De cette opération de relations publiques bien rodée, les journalistes auront retenu l’objectif de cette politique : réduire notre consommation de pétrole de 40% d’ici 2030. Au lendemain de la Conférence de Paris, affirmer vouloir réduire notre dépendance au pétrole n’est pas une cible anodine. Tout est dans les moyens et dans le rythme.

Le gouvernement Couillard a toutefois mis deux années pour accoucher de cibles énergétiques sans encore avoir présenté de plans d’action. Deux précieuses années sous le signe de l’austérité qui auront été gaspillées. La date butoir de 2030 arrivera très rapidement au rythme actuel. La pression doit se maintenir sur un gouvernement qui semble peu pressé de se mettre en marche et surtout très perméable aux pressions des milieux économiques.
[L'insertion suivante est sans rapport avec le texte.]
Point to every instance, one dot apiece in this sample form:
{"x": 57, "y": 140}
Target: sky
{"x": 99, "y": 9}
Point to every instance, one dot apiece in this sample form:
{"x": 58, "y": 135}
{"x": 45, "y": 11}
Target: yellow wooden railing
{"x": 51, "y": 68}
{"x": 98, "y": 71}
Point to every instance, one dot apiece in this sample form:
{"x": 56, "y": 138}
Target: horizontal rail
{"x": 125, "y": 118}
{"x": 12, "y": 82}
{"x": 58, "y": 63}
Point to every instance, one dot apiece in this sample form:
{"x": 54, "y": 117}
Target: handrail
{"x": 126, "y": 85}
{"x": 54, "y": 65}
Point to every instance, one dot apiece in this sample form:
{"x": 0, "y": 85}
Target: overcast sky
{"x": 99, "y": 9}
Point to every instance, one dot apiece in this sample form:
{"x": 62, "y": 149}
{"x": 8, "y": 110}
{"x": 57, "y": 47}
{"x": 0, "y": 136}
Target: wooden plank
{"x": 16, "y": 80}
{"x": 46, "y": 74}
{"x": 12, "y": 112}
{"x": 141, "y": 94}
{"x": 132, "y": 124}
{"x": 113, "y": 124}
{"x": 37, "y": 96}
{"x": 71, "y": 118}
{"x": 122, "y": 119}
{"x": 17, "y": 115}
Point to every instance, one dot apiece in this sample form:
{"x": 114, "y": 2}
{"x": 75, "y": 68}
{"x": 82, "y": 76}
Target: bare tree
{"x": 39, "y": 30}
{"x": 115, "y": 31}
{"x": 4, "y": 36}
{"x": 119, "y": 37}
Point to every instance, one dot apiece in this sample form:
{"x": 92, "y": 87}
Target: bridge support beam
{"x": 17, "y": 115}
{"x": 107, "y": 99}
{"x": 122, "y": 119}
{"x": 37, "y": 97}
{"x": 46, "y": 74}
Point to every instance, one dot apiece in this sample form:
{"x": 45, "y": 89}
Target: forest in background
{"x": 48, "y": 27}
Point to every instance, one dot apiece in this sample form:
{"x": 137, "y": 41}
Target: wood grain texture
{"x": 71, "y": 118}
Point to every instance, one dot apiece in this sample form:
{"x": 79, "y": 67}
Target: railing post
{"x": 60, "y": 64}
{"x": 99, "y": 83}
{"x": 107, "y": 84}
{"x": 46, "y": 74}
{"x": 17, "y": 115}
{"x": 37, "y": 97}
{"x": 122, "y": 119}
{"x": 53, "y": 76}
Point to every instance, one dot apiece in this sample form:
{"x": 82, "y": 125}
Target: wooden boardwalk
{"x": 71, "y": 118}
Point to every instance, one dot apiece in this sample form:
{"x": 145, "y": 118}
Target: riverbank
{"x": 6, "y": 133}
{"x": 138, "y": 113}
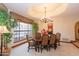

De belles promesses, des occasions ratées et des moyens insuffisants

La politique énergétique offre bien sûr quelques belles promesses, mais de grandes lacunes sautent aux yeux. Le premier ministre aura beau présenter cette politique comme un moment historique, le grand rendez-vous raté est son parti pris pour la production de pétrole et de gaz naturel en sol québécois. L’occasion était pourtant belle de fermer dès maintenant la porte à cette grande contradiction pour une terre d’énergie renouvelable.

Autre insuffisance : les cibles manquent encore cruellement des moyens nécessaires pour traduire les intentions en gestes concrets. La politique prévoit 4 milliards sur un horizon de 15 ans pour effectuer une transition énergétique. Le montant peut sembler impressionnant, mais ces 265 millions $ par année sont des sommes déjà prévues au Fonds vert. Si on garde en tête que le Québec versera plus de 3 milliards par année au Fonds des générations, il est évident que l’austérité budgétaire l’emporte sur les ambitions énergétiques et climatiques.

L’autre ombre au tableau est le virage majeur vers le gaz naturel liquéfié qui est présenté comme une pièce majeure dans la transition énergétique. Même si certains usages peuvent aider à réduire nos émissions en sol québécois, ce choix très discutable risque d’annuler la contribution du Québec à la lutte aux changements climatiques. Ne perdons pas de vue que le gaz « naturel » importé est essentiellement du gaz de schiste qui émet énormément de GES sans qu’ils soient calculés dans le bilan québécois.

Une analyse préliminaire de cette politique énergétique ne saurait être complète si on ne comprend pas les causes des échecs de la politique précédente (2006-2015). Depuis plus de 20 ans, il est évident que le Québec doit sortir de sa dépendance aux hydrocarbures, faire le choix de l’efficacité énergétique, miser sur les énergies renouvelables et faire le ménage de sa politique de transport au bilan catastrophique.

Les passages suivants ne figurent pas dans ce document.